Mayor Daley of Chicago is planning to put a surveillance camera on every corner to aid first responders and deter terrorism.  As I’ve said before, cameras don’t deter terrorism, but they do satisfy the need to “do something” without really improving security.  Police officers prevent attacks with traditional investigation and intelligence gathering; cameras are only useful in picking up the pieces after the attack is done.  My colleague Jim Harper is cited in this piece that addresses their utility in more detail.  Cameras didn’t stop the 7/7 bombings in London, but they took lots of pictures of the attack (creepy Big Brother shots here).  The London police doubled down on mass surveillance, but reported that the cameras have not reduced crime.  Worse yet, the British have effectively outlawed taking photos of police officers, prompting photo protests.

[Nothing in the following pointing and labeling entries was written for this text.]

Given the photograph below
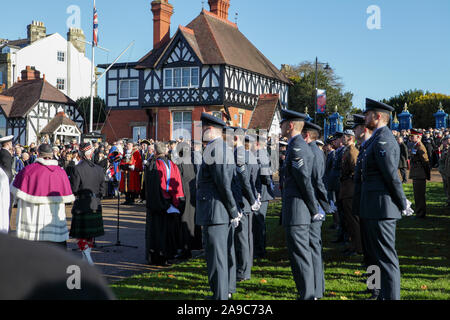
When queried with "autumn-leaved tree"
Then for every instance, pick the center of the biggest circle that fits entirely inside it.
(422, 105)
(302, 91)
(84, 107)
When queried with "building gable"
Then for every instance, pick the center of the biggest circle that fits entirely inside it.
(179, 52)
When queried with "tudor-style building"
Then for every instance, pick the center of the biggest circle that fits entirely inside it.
(30, 104)
(206, 66)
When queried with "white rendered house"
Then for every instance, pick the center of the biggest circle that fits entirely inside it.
(62, 61)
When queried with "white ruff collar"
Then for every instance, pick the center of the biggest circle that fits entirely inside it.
(47, 162)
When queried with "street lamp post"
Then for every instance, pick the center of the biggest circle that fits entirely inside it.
(327, 67)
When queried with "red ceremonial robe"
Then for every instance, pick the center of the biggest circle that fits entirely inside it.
(132, 177)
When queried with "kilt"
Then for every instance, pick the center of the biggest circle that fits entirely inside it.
(87, 220)
(87, 225)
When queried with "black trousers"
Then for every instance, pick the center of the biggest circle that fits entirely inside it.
(315, 242)
(220, 259)
(403, 175)
(420, 187)
(299, 250)
(242, 245)
(380, 235)
(259, 230)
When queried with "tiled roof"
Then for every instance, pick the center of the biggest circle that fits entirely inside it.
(27, 94)
(219, 41)
(6, 104)
(264, 112)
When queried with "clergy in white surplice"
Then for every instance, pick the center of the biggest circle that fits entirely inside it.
(42, 189)
(4, 202)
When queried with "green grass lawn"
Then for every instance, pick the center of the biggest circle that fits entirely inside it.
(422, 246)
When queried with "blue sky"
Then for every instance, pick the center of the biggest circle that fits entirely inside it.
(411, 50)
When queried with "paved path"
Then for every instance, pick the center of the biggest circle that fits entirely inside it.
(120, 262)
(116, 262)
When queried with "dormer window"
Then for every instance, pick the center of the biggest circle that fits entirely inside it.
(181, 78)
(61, 56)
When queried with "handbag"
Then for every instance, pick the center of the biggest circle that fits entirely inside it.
(156, 201)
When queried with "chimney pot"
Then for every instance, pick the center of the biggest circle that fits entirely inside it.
(162, 12)
(219, 8)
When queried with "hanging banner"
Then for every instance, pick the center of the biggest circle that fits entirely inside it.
(321, 104)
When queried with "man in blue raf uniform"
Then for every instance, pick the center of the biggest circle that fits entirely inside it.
(299, 202)
(216, 208)
(242, 189)
(311, 133)
(382, 197)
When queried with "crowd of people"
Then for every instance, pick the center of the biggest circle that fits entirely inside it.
(220, 206)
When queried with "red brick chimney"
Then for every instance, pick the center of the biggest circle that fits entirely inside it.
(219, 8)
(162, 12)
(30, 73)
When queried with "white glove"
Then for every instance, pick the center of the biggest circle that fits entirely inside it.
(408, 211)
(256, 206)
(333, 206)
(235, 222)
(319, 217)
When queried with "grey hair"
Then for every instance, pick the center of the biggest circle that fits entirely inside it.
(160, 148)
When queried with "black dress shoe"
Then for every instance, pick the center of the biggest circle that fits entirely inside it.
(375, 295)
(350, 253)
(338, 240)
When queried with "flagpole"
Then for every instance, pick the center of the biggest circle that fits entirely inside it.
(91, 120)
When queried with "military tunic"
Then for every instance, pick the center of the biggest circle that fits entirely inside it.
(298, 208)
(419, 173)
(88, 183)
(216, 207)
(381, 203)
(315, 240)
(347, 189)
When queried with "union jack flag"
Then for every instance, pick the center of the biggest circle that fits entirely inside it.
(95, 27)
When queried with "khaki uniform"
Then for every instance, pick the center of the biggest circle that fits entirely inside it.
(443, 170)
(419, 173)
(446, 173)
(347, 189)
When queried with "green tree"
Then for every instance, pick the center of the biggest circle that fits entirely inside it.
(425, 106)
(302, 91)
(100, 112)
(409, 97)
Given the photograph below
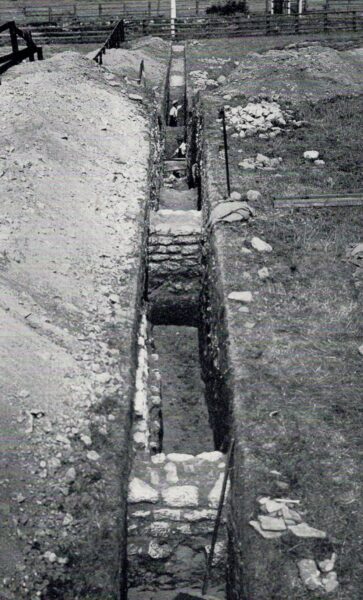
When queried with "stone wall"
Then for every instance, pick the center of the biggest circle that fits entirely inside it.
(174, 266)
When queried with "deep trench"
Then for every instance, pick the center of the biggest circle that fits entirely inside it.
(181, 416)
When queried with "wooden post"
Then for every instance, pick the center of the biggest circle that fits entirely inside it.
(297, 23)
(268, 24)
(326, 22)
(13, 37)
(354, 20)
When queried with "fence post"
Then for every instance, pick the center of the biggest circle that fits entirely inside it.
(13, 37)
(326, 22)
(297, 23)
(268, 24)
(354, 20)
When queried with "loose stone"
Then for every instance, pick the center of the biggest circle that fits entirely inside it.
(180, 496)
(309, 574)
(260, 245)
(140, 491)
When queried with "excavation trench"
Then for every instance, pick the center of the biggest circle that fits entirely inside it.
(180, 428)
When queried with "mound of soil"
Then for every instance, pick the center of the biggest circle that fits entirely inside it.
(73, 182)
(306, 73)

Chicago isn’t the first major American city to take this route.  New York did so, as did the District of Columbia.  The cameras in D.C. have not prevented crime, and this piece makes the case that they are a waste of resources – no one can point to a prosecution that used the camera footage to obtain a conviction, and several murders have been committed within a block of a surveillance camera.

Surveillance cameras can and should play a prominent role in law enforcement – mounted on officers’ firearms.  A company is now producing a camera that attaches to the tactical rail found on modern pistols and rifles.  A New York county has invested in the technology for its officers, and their experience looks promising.  Putting a camera on the guns of SWAT officers will keep them honest and prevent falsification of evidence after the fact to cover up a mistaken address or unlawful use of lethal force.

Mayor Cheye Calvo can attest to these horrors, as detailed in a recent Washington Post Sunday Magazine cover story, this Cato Policy Report, and this Cato Policy Forum, “Should No-Knock Police Raids be Rare-or Routine?”  Click here for video – Mayor Calvo calmly captures the raw shock of having your life turn into a tactical problem for a SWAT team to solve, and he is now advocating for a Maryland state statute to mandate tracking the deployment of tactical law enforcement teams.  As Radley Balko would tell you, this is long overdue.